When transferring the model outputs to the attack device the attacker finds the correct mounting points for the LEDs. The size of the spot is then adjusted by selecting the appropriate lens type (see figure below), and the brightness is controlled by a PWM circuit turning the LED on and off at a very high frequency to reduce the perceived brightness.

Who do you want to be today?

The evaluation uses the LFW face data set, and assumes FaceNet embedding model on the backend. The authors only did limited testing to avoid any medical issues potentially associated with exposure to the IR light. In video tests for evading recognition, an attacker wore the hat and was videoed rotating his head as much as possible. Across every single frame of the resulting video, the face recognition software failed to recognise a face appearing!

For the impersonation attack, 3 LEDs were found to be sufficient. Tuning the LEDs to achieve the desired false identification took around 5 minutes each time.

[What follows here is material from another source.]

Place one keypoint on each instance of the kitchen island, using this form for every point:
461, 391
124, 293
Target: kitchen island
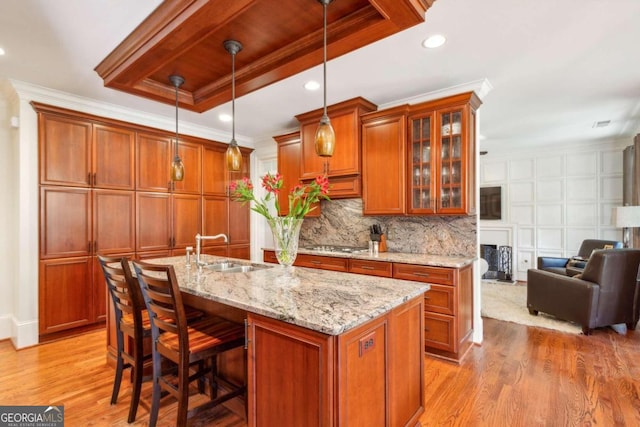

The starting distance between the attacker’s face and the face of the chosen target does impact the likelihood of success. A study was undertaken with three different attacker faces, looking across the whole LFW dataset. Depending on the original distance, the chance of success for a given pairing ranges from 70+% to only 14%. Within a group of attackers though, it’s likely that there will be one attacker who is close enough to the chosen victim.

Based on our findings and attacks, we conclude that face recognition techniques today are still far from secure and reliable when being applied to critical scenarios like authentication and surveillance.